House Financial Services Unanimously Passes Maloney Bill to Close Trading Loophole
WASHINGTON, DC – The House Committee on Financial Services today passed Congresswoman Carolyn B. Maloney’s (D-NY) H.R. 4335, the 8-K Trading Gap Act, unanimously out of committee.
The 8-K Trading Gap Act would fix a loophole in our current law that allows corporate executives to trade on information before it’s disclosed to the public and to their own shareholders. Right now, when there’s a significant corporate event at a public company, the company has to disclose that significant event to the public by filing a Form 8-K within four days of the event occurring. During this four-day gap, executives at the company know about the significant event, but other investors don’t.
“Corporate executives shouldn’t be allowed to trade on significant information before it’s disclosed to the public and to investors, but that’s exactly what they do because of a legal loophole,” said Rep. Maloney. “My bill has a very simple solution to this problem; prohibiting executives from trading during the four-day gap between when an event happens and when the company publicly files a Form 8-K to alert the public and shareholders of the event. Given the unanimous, bipartisan support for this bill in our committee, I hope the bill will pass the full House and Senate quickly with bipartisan support. It’s just commonsense.”
The Senate companion to H.R. 4335 has been introduced by Senator Chris Van Hollen (D-MD).

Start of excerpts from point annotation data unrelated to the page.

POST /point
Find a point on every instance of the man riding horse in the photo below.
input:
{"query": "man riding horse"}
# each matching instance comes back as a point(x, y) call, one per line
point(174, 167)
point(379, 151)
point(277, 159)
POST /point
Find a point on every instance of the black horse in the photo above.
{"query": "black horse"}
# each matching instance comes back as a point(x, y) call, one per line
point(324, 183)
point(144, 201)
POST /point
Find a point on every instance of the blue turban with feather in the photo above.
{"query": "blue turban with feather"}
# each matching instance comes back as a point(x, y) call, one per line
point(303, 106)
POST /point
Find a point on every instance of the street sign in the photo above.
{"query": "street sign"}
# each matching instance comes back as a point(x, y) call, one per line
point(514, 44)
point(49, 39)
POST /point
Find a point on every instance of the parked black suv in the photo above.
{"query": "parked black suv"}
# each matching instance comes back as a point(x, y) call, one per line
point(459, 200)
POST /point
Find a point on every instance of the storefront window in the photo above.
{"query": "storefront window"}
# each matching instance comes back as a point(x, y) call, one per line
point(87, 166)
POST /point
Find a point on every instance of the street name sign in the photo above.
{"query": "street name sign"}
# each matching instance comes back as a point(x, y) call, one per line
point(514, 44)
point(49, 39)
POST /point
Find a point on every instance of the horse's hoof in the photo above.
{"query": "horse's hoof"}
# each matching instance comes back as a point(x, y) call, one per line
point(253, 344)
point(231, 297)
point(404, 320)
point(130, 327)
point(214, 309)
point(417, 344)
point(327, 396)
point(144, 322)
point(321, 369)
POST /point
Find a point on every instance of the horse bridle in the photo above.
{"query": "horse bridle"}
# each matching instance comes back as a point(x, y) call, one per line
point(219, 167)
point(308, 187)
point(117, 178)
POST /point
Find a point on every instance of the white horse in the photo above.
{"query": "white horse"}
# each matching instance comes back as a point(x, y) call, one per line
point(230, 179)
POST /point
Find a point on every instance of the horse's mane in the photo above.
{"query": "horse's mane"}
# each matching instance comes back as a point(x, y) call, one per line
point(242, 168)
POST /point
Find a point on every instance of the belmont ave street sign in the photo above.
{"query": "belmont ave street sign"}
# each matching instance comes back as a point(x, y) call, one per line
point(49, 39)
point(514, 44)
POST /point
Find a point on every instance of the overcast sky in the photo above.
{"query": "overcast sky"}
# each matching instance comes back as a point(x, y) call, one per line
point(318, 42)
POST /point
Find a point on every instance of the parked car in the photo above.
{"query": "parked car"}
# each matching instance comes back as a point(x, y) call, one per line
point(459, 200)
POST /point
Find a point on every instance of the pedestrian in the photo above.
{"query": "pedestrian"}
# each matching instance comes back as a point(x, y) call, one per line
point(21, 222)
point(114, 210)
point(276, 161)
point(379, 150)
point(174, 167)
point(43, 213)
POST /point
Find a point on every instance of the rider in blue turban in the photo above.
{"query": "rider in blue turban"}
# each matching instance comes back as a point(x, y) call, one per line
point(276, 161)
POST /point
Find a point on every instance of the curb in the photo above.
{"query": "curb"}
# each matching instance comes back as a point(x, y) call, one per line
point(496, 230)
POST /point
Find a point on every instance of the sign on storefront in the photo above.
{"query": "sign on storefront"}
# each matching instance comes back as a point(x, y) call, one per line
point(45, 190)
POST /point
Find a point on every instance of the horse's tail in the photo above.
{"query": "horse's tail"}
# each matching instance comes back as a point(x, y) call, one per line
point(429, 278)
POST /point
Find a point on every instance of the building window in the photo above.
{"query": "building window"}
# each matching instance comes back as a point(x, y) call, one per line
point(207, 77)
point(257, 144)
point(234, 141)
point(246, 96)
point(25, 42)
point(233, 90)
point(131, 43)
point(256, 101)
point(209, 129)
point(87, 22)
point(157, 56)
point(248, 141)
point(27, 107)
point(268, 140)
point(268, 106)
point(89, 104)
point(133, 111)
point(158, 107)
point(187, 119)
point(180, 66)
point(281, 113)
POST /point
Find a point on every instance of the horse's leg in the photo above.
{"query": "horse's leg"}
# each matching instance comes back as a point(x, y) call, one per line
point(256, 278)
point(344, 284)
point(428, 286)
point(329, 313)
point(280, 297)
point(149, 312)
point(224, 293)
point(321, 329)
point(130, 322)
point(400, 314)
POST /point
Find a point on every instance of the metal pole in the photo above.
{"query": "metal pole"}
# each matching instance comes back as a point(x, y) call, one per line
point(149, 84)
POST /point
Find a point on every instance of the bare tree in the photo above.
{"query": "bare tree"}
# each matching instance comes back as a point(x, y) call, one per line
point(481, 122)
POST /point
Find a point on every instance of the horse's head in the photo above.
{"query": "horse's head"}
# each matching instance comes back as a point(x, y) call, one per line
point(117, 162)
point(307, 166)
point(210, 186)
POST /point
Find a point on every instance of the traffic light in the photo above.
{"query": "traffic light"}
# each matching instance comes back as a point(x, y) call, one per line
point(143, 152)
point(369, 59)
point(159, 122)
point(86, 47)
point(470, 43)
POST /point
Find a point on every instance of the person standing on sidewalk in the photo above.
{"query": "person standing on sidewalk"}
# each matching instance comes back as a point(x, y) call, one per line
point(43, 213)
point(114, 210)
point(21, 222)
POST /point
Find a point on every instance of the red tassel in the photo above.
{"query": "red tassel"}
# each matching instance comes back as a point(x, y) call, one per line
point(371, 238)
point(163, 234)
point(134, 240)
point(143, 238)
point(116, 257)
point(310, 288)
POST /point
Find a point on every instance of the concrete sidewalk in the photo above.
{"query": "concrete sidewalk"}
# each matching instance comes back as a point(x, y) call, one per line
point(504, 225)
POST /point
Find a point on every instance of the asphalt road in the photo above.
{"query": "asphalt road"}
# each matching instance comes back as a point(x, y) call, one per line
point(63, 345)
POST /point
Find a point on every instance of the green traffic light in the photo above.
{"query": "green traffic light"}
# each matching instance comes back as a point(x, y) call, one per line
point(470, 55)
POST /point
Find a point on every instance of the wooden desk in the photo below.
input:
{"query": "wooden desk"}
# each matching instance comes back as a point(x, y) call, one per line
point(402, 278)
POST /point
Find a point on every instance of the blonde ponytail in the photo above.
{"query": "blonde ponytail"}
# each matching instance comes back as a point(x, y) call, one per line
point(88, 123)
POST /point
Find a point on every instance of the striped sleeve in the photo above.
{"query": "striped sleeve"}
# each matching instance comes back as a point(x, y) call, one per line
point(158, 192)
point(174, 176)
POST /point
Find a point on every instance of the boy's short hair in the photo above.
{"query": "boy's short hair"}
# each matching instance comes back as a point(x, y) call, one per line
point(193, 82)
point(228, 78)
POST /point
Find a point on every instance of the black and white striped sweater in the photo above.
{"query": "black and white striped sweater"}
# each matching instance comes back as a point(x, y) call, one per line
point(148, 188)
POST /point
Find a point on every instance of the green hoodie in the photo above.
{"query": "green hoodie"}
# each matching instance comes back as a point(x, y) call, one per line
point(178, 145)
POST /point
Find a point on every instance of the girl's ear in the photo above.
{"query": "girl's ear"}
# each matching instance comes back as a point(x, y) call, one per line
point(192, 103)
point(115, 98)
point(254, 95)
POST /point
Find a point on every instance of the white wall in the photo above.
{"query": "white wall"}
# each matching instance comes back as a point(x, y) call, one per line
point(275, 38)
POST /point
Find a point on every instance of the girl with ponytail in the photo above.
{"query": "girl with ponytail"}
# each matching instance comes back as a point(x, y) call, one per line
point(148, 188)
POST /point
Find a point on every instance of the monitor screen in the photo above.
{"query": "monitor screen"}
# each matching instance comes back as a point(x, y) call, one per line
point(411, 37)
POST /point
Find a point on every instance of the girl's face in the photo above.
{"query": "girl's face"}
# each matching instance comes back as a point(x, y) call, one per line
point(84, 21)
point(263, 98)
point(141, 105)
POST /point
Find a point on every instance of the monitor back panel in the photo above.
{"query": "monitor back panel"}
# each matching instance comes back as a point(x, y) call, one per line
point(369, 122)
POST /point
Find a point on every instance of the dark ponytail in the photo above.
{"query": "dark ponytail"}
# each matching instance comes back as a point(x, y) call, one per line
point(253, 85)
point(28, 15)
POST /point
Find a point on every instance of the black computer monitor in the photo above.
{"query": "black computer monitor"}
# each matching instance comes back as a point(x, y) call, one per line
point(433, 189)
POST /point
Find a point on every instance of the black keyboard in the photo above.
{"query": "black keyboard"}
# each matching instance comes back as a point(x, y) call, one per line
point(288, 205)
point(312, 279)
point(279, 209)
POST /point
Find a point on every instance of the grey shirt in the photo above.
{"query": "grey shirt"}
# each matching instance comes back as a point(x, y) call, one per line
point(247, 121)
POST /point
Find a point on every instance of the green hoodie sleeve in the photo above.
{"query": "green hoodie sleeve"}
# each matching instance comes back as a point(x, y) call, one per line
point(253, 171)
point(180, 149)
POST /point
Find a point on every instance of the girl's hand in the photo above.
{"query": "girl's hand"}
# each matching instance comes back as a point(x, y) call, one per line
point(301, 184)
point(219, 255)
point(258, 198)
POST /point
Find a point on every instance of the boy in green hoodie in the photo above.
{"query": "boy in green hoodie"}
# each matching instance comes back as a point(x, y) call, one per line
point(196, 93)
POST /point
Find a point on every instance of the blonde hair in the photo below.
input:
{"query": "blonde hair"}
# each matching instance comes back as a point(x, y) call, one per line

“When a corporation faces a big change — like a data breach, merger, or acquisition — public transparency is necessary to prevent insider trading and protect retail investors. Once corporate insiders recognize they have a duty to inform the public about a material event they should be immediately barred from selling their stock. Giving them four days to cash in on inside information is a total abuse of the public trust. This legislation will help close that loophole, hold all companies accountable, and protect shareholders. I salute Representative Maloney for her sponsorship of this bill and the House Financial Service Committee for taking bipartisan action. I urge the Senate Banking Committee to follow suit without delay,” said Senator Van Hollen.

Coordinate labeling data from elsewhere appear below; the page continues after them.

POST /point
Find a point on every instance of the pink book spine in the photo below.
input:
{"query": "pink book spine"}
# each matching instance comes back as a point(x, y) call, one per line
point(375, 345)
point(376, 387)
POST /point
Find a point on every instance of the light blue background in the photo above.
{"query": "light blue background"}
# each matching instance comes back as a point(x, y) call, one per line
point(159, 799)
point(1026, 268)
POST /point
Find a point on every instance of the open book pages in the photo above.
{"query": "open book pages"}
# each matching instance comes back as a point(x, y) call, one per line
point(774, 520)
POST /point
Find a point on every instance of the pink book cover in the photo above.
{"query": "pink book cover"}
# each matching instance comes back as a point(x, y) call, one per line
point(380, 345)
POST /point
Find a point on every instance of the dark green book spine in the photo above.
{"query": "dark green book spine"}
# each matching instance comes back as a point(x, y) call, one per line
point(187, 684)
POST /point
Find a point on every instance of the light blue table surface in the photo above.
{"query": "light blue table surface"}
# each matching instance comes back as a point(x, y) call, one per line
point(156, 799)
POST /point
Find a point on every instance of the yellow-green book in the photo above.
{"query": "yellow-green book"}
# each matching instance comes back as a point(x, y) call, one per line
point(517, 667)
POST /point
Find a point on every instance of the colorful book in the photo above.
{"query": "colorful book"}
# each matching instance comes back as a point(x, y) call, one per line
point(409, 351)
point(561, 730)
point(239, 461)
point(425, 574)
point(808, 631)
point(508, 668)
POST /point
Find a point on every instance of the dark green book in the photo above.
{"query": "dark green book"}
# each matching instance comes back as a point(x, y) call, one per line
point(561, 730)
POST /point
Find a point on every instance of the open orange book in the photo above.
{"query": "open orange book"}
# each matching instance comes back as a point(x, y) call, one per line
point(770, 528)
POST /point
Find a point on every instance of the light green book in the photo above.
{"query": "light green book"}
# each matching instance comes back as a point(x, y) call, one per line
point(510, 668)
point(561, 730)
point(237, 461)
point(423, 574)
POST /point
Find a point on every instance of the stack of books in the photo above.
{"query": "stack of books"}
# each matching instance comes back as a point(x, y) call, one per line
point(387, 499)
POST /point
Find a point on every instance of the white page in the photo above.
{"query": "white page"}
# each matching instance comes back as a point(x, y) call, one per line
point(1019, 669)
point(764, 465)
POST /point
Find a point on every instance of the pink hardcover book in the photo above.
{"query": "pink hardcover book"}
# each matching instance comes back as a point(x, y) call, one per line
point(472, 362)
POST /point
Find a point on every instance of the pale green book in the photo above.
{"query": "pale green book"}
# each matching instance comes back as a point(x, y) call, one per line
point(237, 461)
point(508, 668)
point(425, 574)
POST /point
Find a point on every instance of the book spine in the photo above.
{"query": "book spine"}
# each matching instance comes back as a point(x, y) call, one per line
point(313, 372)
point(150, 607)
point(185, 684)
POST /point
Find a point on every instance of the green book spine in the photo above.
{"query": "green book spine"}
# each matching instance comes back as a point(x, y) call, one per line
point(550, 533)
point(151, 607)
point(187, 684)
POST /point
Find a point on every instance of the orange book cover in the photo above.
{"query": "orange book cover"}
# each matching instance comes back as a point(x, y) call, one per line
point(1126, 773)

H.R. 4335 would require public companies to put in place policies and procedures that are reasonably designed to prohibit officers and directors from trading company stock after the company has determined that a significant corporate event has occurred, but before the company has filed a Form 8-K with the SEC disclosing such event. This would prevent corporate insiders from inappropriately taking advantage of non-public information for their own personal gain.